Gone are the days when all I had to think about was what to stuff my face with... and more often than not, as a student and/or single this either means how to secure the next treat or how to cheat your way to a four-course meal for the £2.50 that's left of your monthly allowance after a boozy night out with your friends.
Then you grow up, have a family and all of a sudden you become concerned about what they stuff their faces with... for me this began when I was pregnant with my daughter and gave up vegetarianism to be sure the growing baby would get all the nutrients she needed - eating well in pregnancy is difficult enough, overcomplicating it by sticking to a vegetarian diet didn't seem like a good idea.
When they grow up, you realise just how much of a role model you are. Since they learn mostly by observation, it's no good trying to drill them to "eat yer greens" if you yourself shudder at the sight of a tenderstem broccoli or sprint faster than a runner bean at the sight of a vegetable curry. You have to lead by example. Which is not too hard for me, given that I like all vegetables, some more some less, but there's only one I loathe with a passion: beetroot.
But I get side-tracked.
Where was I? Oh yes, the importance of eating your greens. You might have taken that on board already, when you realise that even the latest wisdom in nutritional science has a sell-by date - what used to be considered healthy in my teens is no longer so... my Mum, for example, used to insist that we should eat rye bread always, yet years later it emerged that it contains just as few nutrients as white. I felt like I had been cheated out of years of eating crunchy baguettes and buttery croissants... and my poor mother sought solace in the tasteless wholewheat cakes and no-fat spelt muffins that were so popular in the Eighties - and with popular I mean that everybody made them, but nobody actually ate them.
Another such wisdom that will haunt me forever is one that my gran almost beat into me: babies need to eat spinach at least once a day! That tender leaf might have been nutritionally valuable when my father grew up after the war, but it then emerged that spinach attracts heavy metal like nothing else... it can actually be quite toxic - so another theory went out of the window. And don't get me started on the whole cholesterol issue and that unbearable margarine!!!!
The current nutritional buzzwords in my part of the world are melatonin and fatty acids. Young mothers should be particularly familiar with the former, as it is the reason for babies having crying sessions in the evenings, which can be quite debilitating for the poor parents, but it serves a purpose. It encourages the shedding of melatonin in the mother, a hormone that plays an important role in the sleep cycle and makes babies (and adults alike) sleepy. So the baby might cry at first, but after being fed, it'll sleep better. And this is the reason why we now can buy milk in the UK that has been fortified with melatonin.

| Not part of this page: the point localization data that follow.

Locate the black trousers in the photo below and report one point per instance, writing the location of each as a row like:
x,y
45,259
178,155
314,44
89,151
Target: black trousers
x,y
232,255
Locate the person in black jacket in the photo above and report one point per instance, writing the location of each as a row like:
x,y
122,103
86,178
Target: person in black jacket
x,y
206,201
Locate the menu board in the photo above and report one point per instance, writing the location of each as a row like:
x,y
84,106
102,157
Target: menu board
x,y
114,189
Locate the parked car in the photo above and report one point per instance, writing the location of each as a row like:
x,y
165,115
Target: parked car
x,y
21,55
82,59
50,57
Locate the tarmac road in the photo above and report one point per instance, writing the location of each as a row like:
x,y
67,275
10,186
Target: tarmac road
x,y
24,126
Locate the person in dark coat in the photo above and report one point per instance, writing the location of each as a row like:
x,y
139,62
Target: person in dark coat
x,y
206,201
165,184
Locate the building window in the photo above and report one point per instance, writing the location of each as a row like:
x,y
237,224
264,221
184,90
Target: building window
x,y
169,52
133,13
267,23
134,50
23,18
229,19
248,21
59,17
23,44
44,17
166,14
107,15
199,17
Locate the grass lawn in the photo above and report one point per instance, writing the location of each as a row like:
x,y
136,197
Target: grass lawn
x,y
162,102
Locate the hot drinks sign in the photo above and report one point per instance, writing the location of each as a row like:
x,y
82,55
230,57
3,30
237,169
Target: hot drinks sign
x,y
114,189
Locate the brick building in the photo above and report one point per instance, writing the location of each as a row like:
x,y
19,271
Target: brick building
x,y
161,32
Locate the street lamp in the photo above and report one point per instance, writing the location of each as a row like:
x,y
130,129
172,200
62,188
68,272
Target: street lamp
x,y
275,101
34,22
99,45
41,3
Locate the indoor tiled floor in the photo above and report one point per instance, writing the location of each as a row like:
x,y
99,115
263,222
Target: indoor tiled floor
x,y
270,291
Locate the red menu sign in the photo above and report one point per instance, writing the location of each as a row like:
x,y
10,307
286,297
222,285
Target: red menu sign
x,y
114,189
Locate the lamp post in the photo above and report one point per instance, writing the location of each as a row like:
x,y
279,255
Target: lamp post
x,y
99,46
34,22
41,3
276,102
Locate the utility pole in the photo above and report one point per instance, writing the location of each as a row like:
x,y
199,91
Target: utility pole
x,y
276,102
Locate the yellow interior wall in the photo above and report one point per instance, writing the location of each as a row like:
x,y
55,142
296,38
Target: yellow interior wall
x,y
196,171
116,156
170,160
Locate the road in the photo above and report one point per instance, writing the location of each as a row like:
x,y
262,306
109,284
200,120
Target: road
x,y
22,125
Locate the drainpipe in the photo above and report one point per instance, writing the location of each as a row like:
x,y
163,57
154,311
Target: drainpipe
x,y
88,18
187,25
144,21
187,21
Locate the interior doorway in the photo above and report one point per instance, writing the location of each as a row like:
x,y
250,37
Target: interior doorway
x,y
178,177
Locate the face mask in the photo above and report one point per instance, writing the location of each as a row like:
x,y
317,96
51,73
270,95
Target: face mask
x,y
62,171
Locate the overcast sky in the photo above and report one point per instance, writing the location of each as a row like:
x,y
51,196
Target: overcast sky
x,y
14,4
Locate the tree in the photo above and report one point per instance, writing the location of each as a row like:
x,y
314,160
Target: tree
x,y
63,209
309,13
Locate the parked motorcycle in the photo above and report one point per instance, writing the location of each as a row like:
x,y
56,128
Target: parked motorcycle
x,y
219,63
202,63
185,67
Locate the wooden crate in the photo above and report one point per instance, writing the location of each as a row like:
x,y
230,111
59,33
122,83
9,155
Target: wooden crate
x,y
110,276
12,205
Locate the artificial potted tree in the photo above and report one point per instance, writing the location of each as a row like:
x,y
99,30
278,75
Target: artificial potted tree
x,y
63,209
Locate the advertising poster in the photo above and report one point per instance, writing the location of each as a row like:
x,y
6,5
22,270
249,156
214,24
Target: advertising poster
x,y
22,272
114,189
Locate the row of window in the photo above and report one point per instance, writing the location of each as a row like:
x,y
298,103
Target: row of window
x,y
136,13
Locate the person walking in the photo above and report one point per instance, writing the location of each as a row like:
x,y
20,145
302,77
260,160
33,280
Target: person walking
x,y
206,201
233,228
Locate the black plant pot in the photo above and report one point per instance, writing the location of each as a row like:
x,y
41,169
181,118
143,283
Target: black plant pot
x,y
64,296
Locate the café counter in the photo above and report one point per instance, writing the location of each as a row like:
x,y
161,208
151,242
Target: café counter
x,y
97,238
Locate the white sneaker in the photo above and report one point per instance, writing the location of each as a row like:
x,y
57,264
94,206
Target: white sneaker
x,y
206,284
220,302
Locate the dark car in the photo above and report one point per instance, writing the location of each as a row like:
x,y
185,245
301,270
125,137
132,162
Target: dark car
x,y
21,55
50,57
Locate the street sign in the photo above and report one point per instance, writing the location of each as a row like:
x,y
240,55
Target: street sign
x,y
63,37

It seems to me that these days, you don't even need to be concerned about what you're feeding your kids anymore because manufacturers add nutrients to everything: added calcium and vitamin D in your yoghurt, vitamins in your cereal, melatonin in your milk, folic acid in bread and possibly now tap water (!), omega3 in your smoothie... if people ate regular diets, instead of gobbling down burgers, sandwiches, chips and soft drinks all the time, they wouldn't need all that! But it looks like we're on the best way to eating astronaut food in a few decades!
So here's how to add some oleic acid to your diet, said to help prevent breast cancer. Apparently it also helps with concentration (and as everything these days is said to help you to a higher IQ - looks like parents don't listen until you tell us that our children are going to be as dumb as a stump unless they eat it!), enough reason for me to bring it into my kids' diets more. These spaghetti are a sure hit, as apart from the health benefits, they're also incredibly easy to make - if you want, you can even use store-bought pesto rather than making your own, but I guess it's worth going the extra mile given that it doesn't take more than ten minutes!
So even if I should find out a few years down the line that those poly-unsaturated fatty acids (PUFAs for short) raising your IQ is all a big hoax and our bread producers start adding the next best thing to their food, I'll still be making this quick and healthy pasta sauce - after all, it's all about the taste with me, you know? And this one sure is a keeper!